Atrio-ventricular Canal Defects

Last updated 2015 - Written by Dr. Benjamin Marsh

Definition

During development two plump swellings arise from the ventrum and dorsum of theatrioventricular canal. Normally their fusion gives rise to a portion of the atrial septum, the tricuspid valves septal leaflet, the mitral valves anterior leaflet and the membraneous portion of the ventricular septum.

Failure of proper development of the endocardial cushion results in a ostium primum
ASD, an inlet VSD and common anterior and posterior cusps of the AV valve
extending across both ventricles resulting in a single valve orifice.

These defects culminate in AV regurgitation and LV->RA shunt often with pHTN.

Uncommonly the common valvular orifice favors one ventricle resulting in ventricle hypoplasia of the unfavored ventricle.

A partial AV canal does not include a VSD, and results in separate mitral and
tricuspid orifices.

AV canal comprises 2% of CHD, 47% have Downs syndrome.

Associated with Downs, Ellis Van Crevald and Ivemark syndromes.

Other defects associated with AV canal include:

  • Tetrology of Fallot 6%,
  • Double Outlet Right Ventricle 6%,
  • Transposition of the great arteries 3%
  • (these defects are more rare in Downs syndrome).

Clinical Manifestations

  • Routine screening fetal echos can diagnose AV canal defects (17% of fetal CHD).
  • Presentation: FTT, repeated respiratory infections, CHF in first 1-2 months.
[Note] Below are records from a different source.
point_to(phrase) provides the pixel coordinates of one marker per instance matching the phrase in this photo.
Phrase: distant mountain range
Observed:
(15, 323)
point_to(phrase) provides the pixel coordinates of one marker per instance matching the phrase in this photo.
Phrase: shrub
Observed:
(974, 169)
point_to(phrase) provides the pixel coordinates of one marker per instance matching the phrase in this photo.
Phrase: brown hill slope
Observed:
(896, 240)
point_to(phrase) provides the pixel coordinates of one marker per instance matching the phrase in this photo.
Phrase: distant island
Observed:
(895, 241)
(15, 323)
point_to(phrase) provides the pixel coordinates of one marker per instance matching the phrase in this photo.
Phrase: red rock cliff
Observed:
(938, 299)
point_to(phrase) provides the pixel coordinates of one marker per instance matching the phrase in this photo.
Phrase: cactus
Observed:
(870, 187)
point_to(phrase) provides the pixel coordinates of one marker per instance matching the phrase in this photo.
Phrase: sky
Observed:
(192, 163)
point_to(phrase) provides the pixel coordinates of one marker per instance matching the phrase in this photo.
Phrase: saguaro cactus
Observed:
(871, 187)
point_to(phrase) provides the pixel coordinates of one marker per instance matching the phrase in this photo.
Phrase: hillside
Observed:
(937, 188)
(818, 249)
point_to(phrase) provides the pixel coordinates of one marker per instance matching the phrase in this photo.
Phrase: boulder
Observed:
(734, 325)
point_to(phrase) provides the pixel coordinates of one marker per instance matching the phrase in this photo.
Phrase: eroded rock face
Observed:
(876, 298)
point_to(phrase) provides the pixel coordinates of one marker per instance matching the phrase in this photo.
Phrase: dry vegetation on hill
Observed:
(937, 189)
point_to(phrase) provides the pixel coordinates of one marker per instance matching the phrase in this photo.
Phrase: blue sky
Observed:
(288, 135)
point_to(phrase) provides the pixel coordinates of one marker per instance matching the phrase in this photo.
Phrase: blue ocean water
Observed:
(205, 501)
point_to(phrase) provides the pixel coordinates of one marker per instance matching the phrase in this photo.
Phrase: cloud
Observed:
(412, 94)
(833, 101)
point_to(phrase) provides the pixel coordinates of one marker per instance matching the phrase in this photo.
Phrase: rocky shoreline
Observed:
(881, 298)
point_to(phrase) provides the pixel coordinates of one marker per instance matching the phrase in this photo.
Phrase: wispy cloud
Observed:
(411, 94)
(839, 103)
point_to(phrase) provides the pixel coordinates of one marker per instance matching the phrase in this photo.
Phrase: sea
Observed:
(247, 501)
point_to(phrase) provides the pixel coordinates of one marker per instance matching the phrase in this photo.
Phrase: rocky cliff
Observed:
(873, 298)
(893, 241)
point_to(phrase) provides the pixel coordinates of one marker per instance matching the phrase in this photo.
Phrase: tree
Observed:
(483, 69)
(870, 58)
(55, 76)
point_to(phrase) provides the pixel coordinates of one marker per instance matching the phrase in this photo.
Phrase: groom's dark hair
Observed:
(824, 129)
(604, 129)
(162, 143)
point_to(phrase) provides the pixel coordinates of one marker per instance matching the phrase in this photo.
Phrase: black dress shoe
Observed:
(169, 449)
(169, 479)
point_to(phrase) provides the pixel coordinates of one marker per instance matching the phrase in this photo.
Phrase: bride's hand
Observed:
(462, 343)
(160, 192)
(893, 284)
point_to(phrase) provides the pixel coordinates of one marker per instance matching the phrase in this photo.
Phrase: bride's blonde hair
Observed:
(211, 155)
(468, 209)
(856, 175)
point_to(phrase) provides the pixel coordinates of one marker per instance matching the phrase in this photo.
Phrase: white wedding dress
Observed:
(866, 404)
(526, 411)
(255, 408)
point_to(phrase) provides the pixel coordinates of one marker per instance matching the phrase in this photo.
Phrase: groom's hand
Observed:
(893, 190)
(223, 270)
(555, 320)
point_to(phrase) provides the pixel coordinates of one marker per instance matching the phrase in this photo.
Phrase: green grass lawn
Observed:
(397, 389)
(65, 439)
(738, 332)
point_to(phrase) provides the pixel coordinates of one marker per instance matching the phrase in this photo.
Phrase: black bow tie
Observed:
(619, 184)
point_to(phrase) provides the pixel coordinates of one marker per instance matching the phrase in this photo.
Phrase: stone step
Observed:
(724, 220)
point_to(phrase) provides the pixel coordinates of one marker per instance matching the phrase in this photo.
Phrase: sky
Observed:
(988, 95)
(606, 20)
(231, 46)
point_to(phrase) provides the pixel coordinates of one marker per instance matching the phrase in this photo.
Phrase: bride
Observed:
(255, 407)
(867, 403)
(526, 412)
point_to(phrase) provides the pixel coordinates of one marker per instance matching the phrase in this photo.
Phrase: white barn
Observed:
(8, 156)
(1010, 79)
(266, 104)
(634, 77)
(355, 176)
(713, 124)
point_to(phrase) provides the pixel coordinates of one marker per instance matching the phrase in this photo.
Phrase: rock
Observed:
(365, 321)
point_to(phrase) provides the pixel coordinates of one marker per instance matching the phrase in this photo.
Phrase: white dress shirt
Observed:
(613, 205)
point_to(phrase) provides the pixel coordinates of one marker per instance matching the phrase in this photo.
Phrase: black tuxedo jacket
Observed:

Downs children may not have an audible murmur 2/2 congenital pHTN but will rapidly progress to pulmonary vascular occlusive disease and will need early surgical intervention.
  • PE: Hyperactive precodium, thrill at LLSB and loud P2. Murmur is 3-4/6 holosystolic at LLSB, mitral regurg (early SEM at apex with a click). A gallop or a mid-diastolic rumble or a gallop may result from relative mitral or tricuspid stenosis.
  • EKG:  A superior QRS axis (-40 to -150) is pathoneumonic and RVH, incomplete or complete RBBB are usually present. Most have first degree AV block andLVH.
  • CXR: cardiomegaly and increased pulmonary vascular markings.
  • Echo is diagnostic.

Management

Treatment starts with medical management of CHF as surgical mortality is high in early infancy. In uncomplicated cases repair is indicated between 6-12wks of age. Surgical mortality is near 4%. 10 year survival is between 78-93%. Surgery is typically conducted through a right atrial approach and consists of ASD and VSD closure (using one or two patches), the AV valve tissue is fashioned into two separate functioning valves (competent mitral valve creation is prioritized) while on cardiopulmonary bypass and hypothermia.

Unbalanced AV canal may be treated by earlier PA banding and later modified Fontan operation.

Partial AV canals are operated on between 6-12mo, though concomitant AV regurge, coarctation, ect.,  may hasten surgery. Surgery has a 2% mortality rate and 10y survival is near 92%.

Post op

Complications include regurge, subaortic stenosis, SVT,  complete heart block and bradyarrhythmias (as a result of sinus node dysfunction).

Pt often will continue to need anticongestive medications (digoxin, diuretics, captopril) especially if AV regurge or ventricular shunts persist.

Endocarditis prophylaxis is mandatory.